- Born: 14 July 1919 Bombay, British India
- Died: 1999 (aged 79–80)
- Political party: Communist Party of India
- Other political affiliations: Goan Peoples Party Frente Popular
- Movement: Goan independence movement

= George Vaz =

Indian politician (1919–1999)

George Vaz (14 July 1919 – 1999) was an Indian independence activist, trade unionist and politician.

== Early life ==

George Vaz was born on 14 July 1919 in Bombay to Sebastião Xavier Vaz.

== Goan independence movement ==
Vaz was associated with the Goan Youth League, which was founded by T. B. Cunha.

Vaz was greatly inspired by Ram Manohar Lohia and the events of Goa Revolution Day. He described Lohia's inspiration to Goan independence activists in these words: "18th June was like a big Light House that guided many ships traveling in the sea."
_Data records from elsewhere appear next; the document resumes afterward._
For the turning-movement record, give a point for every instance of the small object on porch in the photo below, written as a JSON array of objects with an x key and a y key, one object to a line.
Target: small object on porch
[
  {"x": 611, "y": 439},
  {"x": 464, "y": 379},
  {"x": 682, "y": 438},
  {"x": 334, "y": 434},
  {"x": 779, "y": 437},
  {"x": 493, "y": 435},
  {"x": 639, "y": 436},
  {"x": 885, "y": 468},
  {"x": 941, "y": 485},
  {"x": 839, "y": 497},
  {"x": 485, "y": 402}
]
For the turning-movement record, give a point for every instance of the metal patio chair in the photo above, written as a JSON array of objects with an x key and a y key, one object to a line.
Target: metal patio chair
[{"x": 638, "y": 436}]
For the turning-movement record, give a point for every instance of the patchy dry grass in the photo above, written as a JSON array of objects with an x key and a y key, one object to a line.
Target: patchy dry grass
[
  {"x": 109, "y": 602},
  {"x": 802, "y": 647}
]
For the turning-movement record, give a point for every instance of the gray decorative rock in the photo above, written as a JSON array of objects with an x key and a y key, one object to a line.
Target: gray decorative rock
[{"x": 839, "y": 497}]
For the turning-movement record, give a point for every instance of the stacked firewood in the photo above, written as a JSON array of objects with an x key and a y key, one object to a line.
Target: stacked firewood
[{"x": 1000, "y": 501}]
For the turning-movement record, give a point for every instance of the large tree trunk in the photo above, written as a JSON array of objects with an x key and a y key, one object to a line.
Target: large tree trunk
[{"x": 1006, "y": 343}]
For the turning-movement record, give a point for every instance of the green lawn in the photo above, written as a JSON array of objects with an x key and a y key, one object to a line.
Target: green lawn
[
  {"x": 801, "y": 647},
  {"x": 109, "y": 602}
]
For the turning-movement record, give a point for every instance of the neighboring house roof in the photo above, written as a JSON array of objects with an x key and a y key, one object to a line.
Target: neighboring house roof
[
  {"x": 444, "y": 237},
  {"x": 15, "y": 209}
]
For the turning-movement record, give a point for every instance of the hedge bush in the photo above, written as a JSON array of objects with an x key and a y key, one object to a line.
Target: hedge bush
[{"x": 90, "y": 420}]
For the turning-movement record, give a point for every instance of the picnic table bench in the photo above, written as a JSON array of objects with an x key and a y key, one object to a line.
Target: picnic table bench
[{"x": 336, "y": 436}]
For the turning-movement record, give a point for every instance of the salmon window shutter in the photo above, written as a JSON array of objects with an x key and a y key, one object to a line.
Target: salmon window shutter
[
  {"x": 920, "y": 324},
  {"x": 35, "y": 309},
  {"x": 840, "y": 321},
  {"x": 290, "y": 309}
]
In 1946, he was chosen as a member of the executive committee of the GCC. On 28 October 1946, he was arrested after he attempted to deliver a speech in Sanquelim, following which he was imprisoned and then left across the border of Portuguese Goa on 19 November that year. On 15 December, he was arrested once again for attempting to enter Goa. On 12 February 1947, he was tried by the TMT and fined and imprisoned for three months.

Vaz then moved to Bombay, working for the Goa liberation movement from there. He hosted public meetings and published flyers against the Portuguese government. Between 1948 and 1949, he was chosen as the Secretary of the Socialist group of the National Congress, Goa. He then co-founded the Goan People's Party (GPP) and was its General Secretary from 1949 onwards.

Vaz was an active Leftist and was also the Secretary of the Goa Action Committee. He was chosen as a member of the panel of minorities that had been appointed by the Samyukta Maharashtra Samiti. He was also associated with the Bombay Youth League and was a participant at the International Youth Rally, that was held outside India.

Vaz was also the Art Director of several films, such as Lal Batti. He also worked on nationalistic posters that were present at the meetings and conferences of freedom fighters.

In 1954, Vaz was one of the leaders of the GPP that worked together to capture more than 60 villages in Nagar Haveli. This was before its complete Liberation by the volunteers and commandos of the Azad Gomantak Dal.

In December 1960, Vaz was part of a delegation that met with then Home Minister of India Pandit Pant in New Delhi, urging the Indian government to take action for the freedom of Goa. Others in the delegation were Eclito D’Souza, Irene Heredia, Vishwanath Lawande, Lambert Mascarenhas, Aruna Asaf Ali and Bertha Braganza.

Also in December 1960, the third National Conference for Afro-Asian solidarity took place in Bombay, calling for the immediate freedom of Goa, Daman and Diu and forming a National Campaign Committee for this purpose. In April 1961, Vaz and Cajetan Lobo, both secretaries of the National Campaign Committee, took part in a three-day Conference of Nationalist Organisations of the Portuguese Colonies at Casablanca, Morocco. The participants of the conference deliberated on the political problems of the Portuguese colonies in Africa and India. Pundalik Gaitonde also attended the conference with them.

== Post-annexation of Goa ==

Vaz was a prominent Communist trade union leader, having led multiple workers' protests and strikes in both Goa and Bombay. He was a member of the National Council of the Communist Party of India. He was also the General Secretary of All India Trade Union Congress in Goa and was a member of its national Executive Committee.

Vaz and other Goan Communists, like Gerald Pereira and Berta de Menezes Bragança, began working with the Goan peasants soon after the Indian annexation of Goa, forming the Shetkari Paksh (Farmers' Party). In the 1963 Goa, Daman and Diu Legislative Assembly election, they did not contest with their Communist symbols but instead contested as a political front, the Frente Popular. This was done to not attract the attention of the Goan Catholic Church, who considered the Communists as a threat. Vaz contested from the Tivim Assembly constituency but neither him nor the seven others were able to win any seats.

Vaz also contested in the 1967 Goa, Daman and Diu Legislative Assembly election but did not win.

Vaz contested elections from the South Goa Lok Sabha constituency as a candidate of the CPI in 1984 but did not win.

== Death ==
Vaz died in 1999.

== Accolades ==
On 18 June 1982, Vaz was honoured by the Government of Goa, Daman and Diu.